Code chunks (functions, values) are stored by the hash of their contents, not by name

This is also a fascinating step above and beyond storing structured code, because it totally changes the dependency game. If you change a function’s implementation, you can’t unknowingly break users of the function, because your “changed” function is actually a “new” function. Terms once defined are immutable.

This has some very interesting implications. For one, semver is no longer an issue; a library changing its definitions can’t unknowingly break you. But now there’s a new problem: how do you update the downstream users of the function to use the new version? The unison folks have a “rebase” process built in to their cli tool ucm, where you can interactively traverse the dependency tree forward, choosing which call-sites to update automatically, which to edit manually, and which to leave alone. I haven’t used this tool in anger yet, so I can’t really pass judgement, but it’s definitely a user experience that they need to get right in order for this to work.

This decision is also essential for unison’s distributed programming use case, which is central to the whole project. Because functions are referenced by a hash of their contents, nodes have the potential to distribute computation very efficiently, only sending the hash of the function they want another node to run, instead of the whole implementation. If the other node doesn’t have that definition locally, it can request it, and then at it to its database.

Another benefit of this approach is that compilation is by definition incremental. Each term is parsed & type-checked exactly once, and then stored in the database. This greatly reduces the need for blazing fast compilers that can process megabytes of code in milliseconds; optimization time can be spent elsewhere. Having code in a database also removes the need for expensive file watchers which have become common in the modern development workflow.

In a statically-typed language such as unison, this has the interesting effect of dramatically limiting the scope of type inference. Changes to one function cannot change the inferred types of other functions; once a function is processed and added to the database, its type is fixed (and is indeed part of the hash under which it is stored).

hash() and compare() are built-in for all values, including partially applied functions

This one really surprised me. If you have a function plus that takes two numbers and adds them together, plus 3 != plus 5, but plus 5 == plus 5. This allows you to do some very interesting things, such as using a dictionary with partially applied functions as keys to memoize computation. It is also an important feature for distributed computing, where you are sending (sometimes partially applied) functions to other nodes on the network.

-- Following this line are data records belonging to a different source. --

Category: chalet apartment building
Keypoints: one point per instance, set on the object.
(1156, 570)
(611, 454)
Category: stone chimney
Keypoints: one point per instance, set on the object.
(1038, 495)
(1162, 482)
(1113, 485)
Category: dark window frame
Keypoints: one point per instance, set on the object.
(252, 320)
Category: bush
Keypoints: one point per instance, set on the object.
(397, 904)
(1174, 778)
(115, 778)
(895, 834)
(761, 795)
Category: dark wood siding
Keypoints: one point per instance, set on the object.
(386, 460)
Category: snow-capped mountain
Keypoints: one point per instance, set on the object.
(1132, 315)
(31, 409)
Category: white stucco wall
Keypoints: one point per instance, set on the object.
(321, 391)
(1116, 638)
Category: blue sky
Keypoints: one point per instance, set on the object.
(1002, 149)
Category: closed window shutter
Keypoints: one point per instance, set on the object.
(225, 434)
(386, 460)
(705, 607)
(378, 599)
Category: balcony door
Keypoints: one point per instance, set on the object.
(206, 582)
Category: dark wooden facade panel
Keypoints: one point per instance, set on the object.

Misc information that might be useful to know

Unison currently runs via a bytecode interpreter written in haskell, using haskell’s own garbage collector, IO libraries, etc. There has been some investigation into targeting assembly directly for improved performance, but that’s still quite a ways off.

The language is still quite alpha-quality, with a number of type-system bugs and incompleteness in the builtin types. For example, there’s no solution as yet for ffi, so its not yet possible to interact with libraries written in other languages. That said, it’s quite fun to play around with, and I’ve been very impressed with the progress they’ve made so far.